External Data Formats

NNTC Log Files

This is the standard set of files logged by Teledyne FLIR’s computer vision library NNTC.

./outputs/2022-10-13_15-50-46_0xb32
├── config.json
├── detections.json
├── nntc_config_expanded.json
├── nntc.log
├── run_command.txt
├── tracks.json
└── version.json

File	Description
config.json Alternatively: config.json.aes	A flattened ($ref objects resolved) copy of the configurations used to run NNTC. The file will be encrypted and contain the .aes extension if the input configuration is encrypted.
nntc_config_expanded.json Alternatively: nntc_config_expanded.json.aes	Similar to `config.json` except additional preprocessing is used to prepare values into a usable state for NNTC (defaults applied and values cast to proper types)
nntc.log	Raw log output (same as what is printed to screen).
run_command.txt	Saves command that was run with all input arguments.
version.json	Information about application and model versions for record keeping
detections.json	Output of the CNN is logged using the Formatted Detections format. The name of this file is determined by the input argument: `--log_detections=detections.json`
tracks.json	Output of the tracker using the Formatted Detections format. The name of this file is determined by the input argument: `--log_tracks=tracks.json`

Formatted Detections

The Teledyne FLIR Formatted Detections format holds a textual representation of bounding box output (detections and tracks) using JSON syntax. It is one of the key formats used by the NNTC computer vision library. Formatted Detections are derived from the COCO format, but has some extensions (e.g. addition of “track_id” and “image_filepath”) and changes (e.g. “image_id” is not required if the file path is present).

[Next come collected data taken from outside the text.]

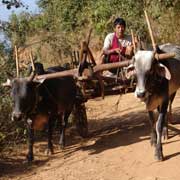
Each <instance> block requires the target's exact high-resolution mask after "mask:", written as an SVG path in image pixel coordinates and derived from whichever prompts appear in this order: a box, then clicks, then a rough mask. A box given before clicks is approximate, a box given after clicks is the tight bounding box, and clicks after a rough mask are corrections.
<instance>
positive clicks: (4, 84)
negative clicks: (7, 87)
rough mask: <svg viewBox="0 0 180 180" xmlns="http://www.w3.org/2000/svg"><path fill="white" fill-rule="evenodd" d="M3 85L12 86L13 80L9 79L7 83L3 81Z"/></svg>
mask: <svg viewBox="0 0 180 180" xmlns="http://www.w3.org/2000/svg"><path fill="white" fill-rule="evenodd" d="M2 86H3V87H11V86H12V81H11V80H10V79H7V81H6V82H5V83H2Z"/></svg>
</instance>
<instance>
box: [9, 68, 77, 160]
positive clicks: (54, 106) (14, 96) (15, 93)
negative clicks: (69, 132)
mask: <svg viewBox="0 0 180 180" xmlns="http://www.w3.org/2000/svg"><path fill="white" fill-rule="evenodd" d="M41 68H42V67H41ZM36 69H37V67H36ZM62 70H64V68H62V67H52V68H48V69H47V71H44V73H53V72H57V71H62ZM41 72H43V71H42V69H41ZM33 78H34V76H31V77H30V78H29V79H27V78H16V79H14V80H12V82H11V87H12V93H11V94H12V98H13V101H14V109H13V113H12V119H13V120H22V119H24V120H25V122H26V123H27V127H28V140H29V147H28V148H29V150H28V154H27V159H28V161H29V162H30V161H32V160H33V143H34V140H33V135H34V129H36V128H39V127H36V126H40V127H41V126H42V124H44V123H45V122H47V123H48V152H49V153H53V145H52V142H51V139H52V123H53V121H54V119H55V118H58V119H59V121H61V130H60V141H59V144H60V146H61V148H63V147H64V145H65V128H66V126H67V122H68V117H69V115H70V113H71V112H72V110H73V106H74V104H75V99H76V84H75V81H74V79H73V77H63V78H56V79H47V80H45V81H44V82H34V81H33ZM41 121H42V123H41ZM39 123H41V124H40V125H39Z"/></svg>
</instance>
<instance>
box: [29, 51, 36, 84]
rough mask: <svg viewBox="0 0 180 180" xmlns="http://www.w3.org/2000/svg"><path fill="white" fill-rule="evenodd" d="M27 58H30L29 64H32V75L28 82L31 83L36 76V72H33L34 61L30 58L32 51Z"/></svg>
mask: <svg viewBox="0 0 180 180" xmlns="http://www.w3.org/2000/svg"><path fill="white" fill-rule="evenodd" d="M29 57H30V60H31V64H32V74H31V75H30V77H29V78H28V80H29V81H33V79H34V77H35V76H36V71H35V66H34V61H33V57H32V51H31V52H30V54H29Z"/></svg>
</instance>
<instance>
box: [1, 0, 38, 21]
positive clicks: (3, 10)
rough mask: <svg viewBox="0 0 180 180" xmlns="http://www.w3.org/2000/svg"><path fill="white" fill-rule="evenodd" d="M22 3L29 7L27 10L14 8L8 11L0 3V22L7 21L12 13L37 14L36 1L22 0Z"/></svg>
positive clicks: (10, 9)
mask: <svg viewBox="0 0 180 180" xmlns="http://www.w3.org/2000/svg"><path fill="white" fill-rule="evenodd" d="M22 2H23V3H24V4H25V5H26V6H28V7H29V8H28V9H27V10H26V8H14V7H12V8H11V9H10V10H8V9H7V8H6V5H4V4H2V3H1V1H0V20H1V21H8V19H9V16H10V15H11V14H12V12H14V13H16V14H18V13H20V12H22V11H23V10H24V11H28V12H32V13H38V6H37V4H36V2H37V0H22Z"/></svg>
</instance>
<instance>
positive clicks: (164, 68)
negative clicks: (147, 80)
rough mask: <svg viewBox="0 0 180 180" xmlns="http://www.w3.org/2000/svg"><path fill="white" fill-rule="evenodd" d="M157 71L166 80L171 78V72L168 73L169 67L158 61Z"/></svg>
mask: <svg viewBox="0 0 180 180" xmlns="http://www.w3.org/2000/svg"><path fill="white" fill-rule="evenodd" d="M157 73H158V74H159V75H160V76H163V77H165V78H166V79H167V80H170V79H171V73H170V71H169V69H168V68H167V67H166V66H165V65H163V64H161V63H158V68H157Z"/></svg>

Minimal Prototype (Only Required Fields)

[
    {
        "area"          : int,
        "bbox"          : [x,y,width,height],
        "category_id"   : int,
        "score"         : float
        "image_filepath": String
    }
]

Detailed Prototype

[
    {
        "area"                  : int,
        "bbox"                  : [x,y,width,height],
        "category_id"           : int,
        "score"                 : float
        "object_class_label"    : String,
        "image_filepath"        : String,
        "image_id"              : int,
        "frame_number"          : int,
        "det_time"              : int,
        "net_time"              : int,
        "timestamp"             : int,
        "track_id"              : int,
        "fine_grained"          : [
            {
              "characteristic_1"    : int_or_something_else
            },
            {
              "characteristic_2"    : int_or_something_else
            },
            ...
       ]
    }
]

Full Examples

NNTC Detection Output

[
    {
        "area": 2291,
        "bbox": [
            245,
            466,
            29,
            79
        ],
        "category_id": 1,
        "det_time": 1,
        "detection_source": "acquisition",
        "frame_number": 0,
        "image_filepath": "data/video-BzZspxAweF8AnKhWK-frame-000745-SSCRtAHcFjphNPczJ.jpg",
        "net_time": 1,
        "object_class_label": "person",
        "score": 0.96,
        "timestamp": "1652415948505",
        "track_id": -1
    },
    {
        "area": 2320,
        "bbox": [
            243,
            465,
            29,
            80
        ],
        "category_id": 1,
        "det_time": 1,
        "detection_source": "acquisition",
        "frame_number": 1,
        "image_filepath": "data/video-BzZspxAweF8AnKhWK-frame-000746-MHHMa9SEkr4Be79Fg.jpg",
        "net_time": 1,
        "object_class_label": "person",
        "score": 0.98,
        "timestamp": "1652415948539",
        "track_id": -1
    }
]

NNTC Track Output

[
    {
        "area": 2233,
        "bbox": [
            243,
            464,
            29,
            77
        ],
        "category_id": 1,
        "det_time": 1,
        "frame_number": 3,
        "image_filepath": "data/video-BzZspxAweF8AnKhWK-frame-000748-9tAPb5b34YrhNisoL.jpg",
        "net_time": 1,
        "object_class_label": "person",
        "score": 0.99,
        "timestamp": "1652415948605",
        "track_id": 1,
        "track_update_source": "object_detector",
        "track_update_state": "updated"
    },
    {
        "area": 2310,
        "bbox": [
            242,
            464,
            30,
            77
        ],
        "category_id": 1,
        "det_time": 1,
        "frame_number": 4,
        "image_filepath": "data/video-BzZspxAweF8AnKhWK-frame-000749-haAffTiwkCuseTx9S.jpg",
        "net_time": 1,
        "object_class_label": "person",
        "score": 0.66,
        "timestamp": "1652415948639",
        "track_id": 1,
        "track_update_source": "object_detector",
        "track_update_state": "not_updated"
    }
]

Top-Level Fields

The formatted detections format consists of an array of json objects. Each json object represents a detection at a certain point in time. The typical example looks like below, but some of the key/value pairs are optional, see the first object for the typical key/value pairs and the second one, for all different key/value pairs including the optional ones.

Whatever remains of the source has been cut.